In addition to the Armed Forces, who will defend Chavez' Bolivarian Revolution, the government has also created pro-government paramilitary groups for the same purpose. By some estimates, they now total 150,000 members.

One of the groups, called the La Piedrita Collective, set off a scandal this week. This group, based in a Chavez stronghold in West Caracas, displayed photographs of children armed with AR-15 assault rifles. This was an embarrassment for the regime because it highlighted the country's law and order problems. The annual number of murders was 4551 when Chavez took office in 1998.  it has now ballooned to 19,336 in 2011. In addition to murders the country is victimized by kidnappings including the abduction of foreign diplomats.

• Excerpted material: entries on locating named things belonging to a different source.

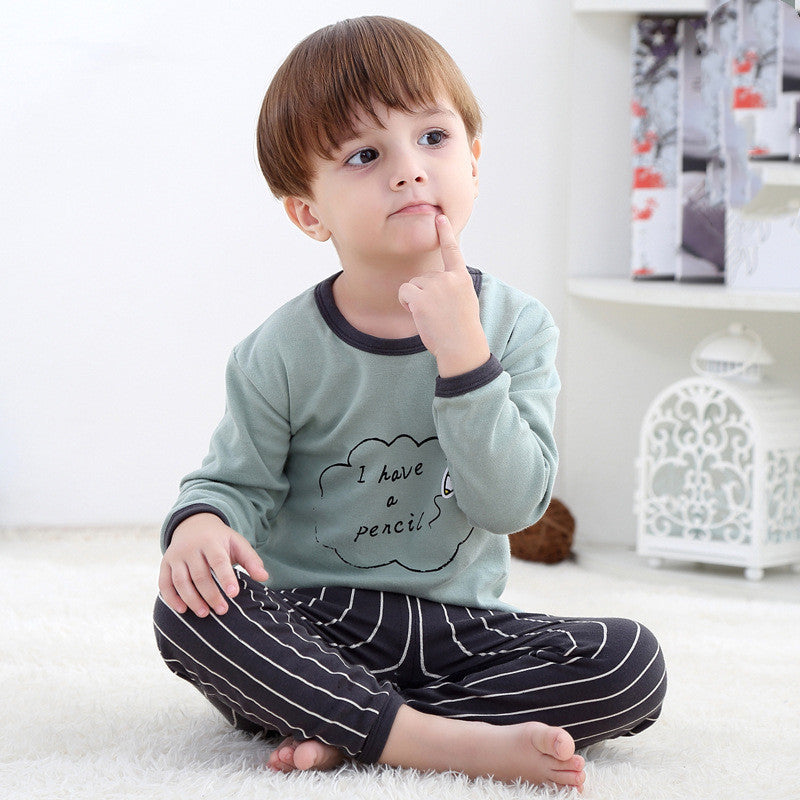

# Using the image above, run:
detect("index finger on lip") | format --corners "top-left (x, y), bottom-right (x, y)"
top-left (436, 214), bottom-right (466, 272)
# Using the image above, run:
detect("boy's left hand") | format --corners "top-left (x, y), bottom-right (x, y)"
top-left (397, 214), bottom-right (491, 378)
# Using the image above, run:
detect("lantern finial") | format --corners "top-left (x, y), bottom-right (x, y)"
top-left (691, 322), bottom-right (773, 381)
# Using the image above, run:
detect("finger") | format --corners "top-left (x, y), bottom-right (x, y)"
top-left (172, 564), bottom-right (211, 617)
top-left (208, 551), bottom-right (239, 597)
top-left (397, 283), bottom-right (422, 311)
top-left (230, 538), bottom-right (269, 597)
top-left (158, 561), bottom-right (188, 614)
top-left (190, 558), bottom-right (228, 614)
top-left (436, 214), bottom-right (467, 272)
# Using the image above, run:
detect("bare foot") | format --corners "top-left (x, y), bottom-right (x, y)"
top-left (267, 736), bottom-right (344, 772)
top-left (380, 706), bottom-right (586, 791)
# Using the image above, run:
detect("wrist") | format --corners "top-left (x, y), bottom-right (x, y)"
top-left (436, 336), bottom-right (492, 378)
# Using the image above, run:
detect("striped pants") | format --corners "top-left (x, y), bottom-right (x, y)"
top-left (154, 572), bottom-right (666, 763)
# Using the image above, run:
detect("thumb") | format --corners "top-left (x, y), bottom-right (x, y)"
top-left (231, 536), bottom-right (269, 581)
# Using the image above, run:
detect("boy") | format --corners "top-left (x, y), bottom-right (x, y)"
top-left (155, 17), bottom-right (666, 789)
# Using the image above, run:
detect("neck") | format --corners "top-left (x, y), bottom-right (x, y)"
top-left (333, 251), bottom-right (442, 339)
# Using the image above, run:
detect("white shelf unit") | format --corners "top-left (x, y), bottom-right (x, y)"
top-left (572, 0), bottom-right (708, 14)
top-left (558, 0), bottom-right (800, 547)
top-left (568, 278), bottom-right (800, 314)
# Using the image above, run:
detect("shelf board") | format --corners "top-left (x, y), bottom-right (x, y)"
top-left (572, 0), bottom-right (708, 14)
top-left (568, 278), bottom-right (800, 313)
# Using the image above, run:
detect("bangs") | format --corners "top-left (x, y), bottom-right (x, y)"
top-left (306, 18), bottom-right (478, 158)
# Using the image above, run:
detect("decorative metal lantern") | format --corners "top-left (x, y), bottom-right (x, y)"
top-left (636, 325), bottom-right (800, 580)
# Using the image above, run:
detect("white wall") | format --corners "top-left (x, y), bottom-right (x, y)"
top-left (0, 0), bottom-right (571, 525)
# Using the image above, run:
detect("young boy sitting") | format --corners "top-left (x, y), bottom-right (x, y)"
top-left (155, 17), bottom-right (666, 788)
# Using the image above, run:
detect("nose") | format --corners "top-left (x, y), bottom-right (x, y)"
top-left (391, 149), bottom-right (428, 191)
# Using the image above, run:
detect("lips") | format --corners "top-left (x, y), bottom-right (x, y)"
top-left (391, 201), bottom-right (442, 217)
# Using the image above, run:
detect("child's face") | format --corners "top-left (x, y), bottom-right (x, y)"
top-left (286, 100), bottom-right (480, 269)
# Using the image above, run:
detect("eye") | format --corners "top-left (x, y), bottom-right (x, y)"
top-left (417, 128), bottom-right (447, 147)
top-left (345, 147), bottom-right (378, 167)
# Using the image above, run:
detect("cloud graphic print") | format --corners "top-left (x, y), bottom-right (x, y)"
top-left (315, 434), bottom-right (474, 572)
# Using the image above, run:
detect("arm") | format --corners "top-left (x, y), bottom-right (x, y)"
top-left (433, 316), bottom-right (560, 533)
top-left (159, 349), bottom-right (289, 616)
top-left (400, 217), bottom-right (560, 533)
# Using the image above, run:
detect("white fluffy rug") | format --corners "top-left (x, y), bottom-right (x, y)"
top-left (0, 530), bottom-right (800, 800)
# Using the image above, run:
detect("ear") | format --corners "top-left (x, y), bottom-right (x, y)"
top-left (283, 197), bottom-right (331, 242)
top-left (471, 139), bottom-right (481, 197)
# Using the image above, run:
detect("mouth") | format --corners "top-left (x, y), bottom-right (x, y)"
top-left (390, 202), bottom-right (442, 217)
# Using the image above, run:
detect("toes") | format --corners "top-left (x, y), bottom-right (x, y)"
top-left (294, 739), bottom-right (344, 770)
top-left (552, 731), bottom-right (575, 761)
top-left (530, 722), bottom-right (575, 761)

In response Chavez blamed the affair on CIA infiltration of the organization. Chavez' Minister of Interior and Justice Tarek El Aissami pledged an investigation into the photographs, because the handling of guns by children stunted their development and violated the "moral principles" of the Chavez Constitution.

Roger F Noriega, a former Assistant Secretary of State and ambassador to the Organization of American States under the Bush administration, identifies in the current issue of Commentary,  two Associates of the Justice and Interior Ministers, the brothers Ghazi and Abdallah Nassereddine, as prominent Hizbullah supporters and facilitators of that organization's money-laundering schemes.

The former is the Venezuelan Ambassador to Syria while the latter is in charge of Hizbullah recruitment. Under the patronage of these naturalized Lebanese immigrants Venezuela has become a center for the terrorist group.

With the Army, the paramilitaries and Hizbullah having a stake in the Chavez regime, the question of what will happen in the event of an opposition victory arises.  Will it translate into effective control or will Venezuela shortly be celebrating another cool snuffing out the opposition?